War against aboriginal, non-capitalist and working class peoples; statist militarization and war between competing powers are unavoidable and fundamental to the successful continuity of authoritarian, particularly crisis-ridden capitalist civilizations. Sensible and constructive fulfillment of the intent of anti-war sabotage subsists in the creation of, and advocacy for non-authoritarian forms of social self-organization, the purpose being consequential mutual aid and direct social action against domination in every facet of our lives. We initiate the passage to libertarian, communistic and ecological society together for each of us. That is the single issue, whatever our special and decisive personal interests may move us to emphasize.

—anonymous euonymous, Berkeley CA

TO STOP A TRAIN

1. Track removal is only one element in the total strategy to interfere with the flow of weapons and obstruct U.S. military intervention in Central America (and elsewhere).

2. The more tracks removed the better.

3. The more people who participate the merrier:

4. We should respond to those who disagree with this tactic in a friendly and open manner, while our comrades continue to dismantle the track.

5. This demo belongs to no one group: our movement is strengthened by diversity of actions, and by our respect for those differences.

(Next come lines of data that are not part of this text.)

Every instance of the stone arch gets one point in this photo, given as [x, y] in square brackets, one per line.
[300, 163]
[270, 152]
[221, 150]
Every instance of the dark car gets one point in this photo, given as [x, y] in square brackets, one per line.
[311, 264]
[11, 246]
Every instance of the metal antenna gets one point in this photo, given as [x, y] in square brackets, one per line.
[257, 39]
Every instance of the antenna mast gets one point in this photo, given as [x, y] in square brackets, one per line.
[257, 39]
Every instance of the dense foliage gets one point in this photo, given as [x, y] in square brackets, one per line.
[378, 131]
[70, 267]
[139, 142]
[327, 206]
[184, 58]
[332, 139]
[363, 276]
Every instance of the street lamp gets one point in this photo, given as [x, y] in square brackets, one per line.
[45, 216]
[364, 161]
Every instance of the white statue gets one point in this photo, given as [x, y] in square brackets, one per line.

6. We are here to continue the work in which we have all been involved, and to which Brian Willson gave part of his body, and the people of Central America their lives.

Technical Aspects of Track Removal

1. The spikes on the side of the tracks need to be pulled up. Try any and all implements, use whatever works. (Sometimes by hitting the top of the spike it can be loosened.)

2. The bolts joining one track to another need to be unscrewed. They are often rusted, and may need to be lubricated, a little oil or liquid wrench may help. Large pipe wrenches (with pipe extenders) probably work best. It may take some real muscle.

3. Remove the track. It takes about 30 people to pick them up. Question: where should we put them? Can they be permanently ruined? Perhaps sledge hammers, and then placed on the barbed wire or fences.

4. Remove wooden railway ties—crowbars, etc. and very important

5. Transform railroad beds so that they can’t just put tracks back—shovels, hands, etc.

What next??? 1) keep removing track behind fence going along road. 2) remove barbed wire and march on base???

Stay calm and collective, be cool, respect diversity...Tear up the tracks —stop the war!!!

—from a flyer distributed at the action

TRAIN CREW SUES VICTIM

In a legal move perhaps unprecedented for its callousness, the civilian train crew who ran over Vietnam vet Brian Willson on Sept. 1 have sued their victim for damages due to the mental anguish they incurred. Besides his legs being severed below the knee, Willson also incurred a fractured skull and extensive abrasions when he failed to escape the train exiting the Concord Naval Weapons Station at an excessive rate of speed.

Willson, in turn, has filed a civil rights suit against the Navy and the train crew after receiving evidence from a county sheriff’s office which stated the base commander knew that the demonstrators would be on the tracks and ordered the train crew not to stop for them.

The Navy claims the train was moving at the legal speed of five miles per hour, but Willson and other observers state that it actually sped up to triple that as it approached those on the tracks. Also, the train crew could clearly see where the demonstrators were situated since they had a large banner stretched across the tracks and were visible for at least 500 feet.

Willson’s suit charges that the train was purposely driven at the demonstrators to discourage protests at the base which is a major disembarkment point for weapons bound for U.S. client states in Central America.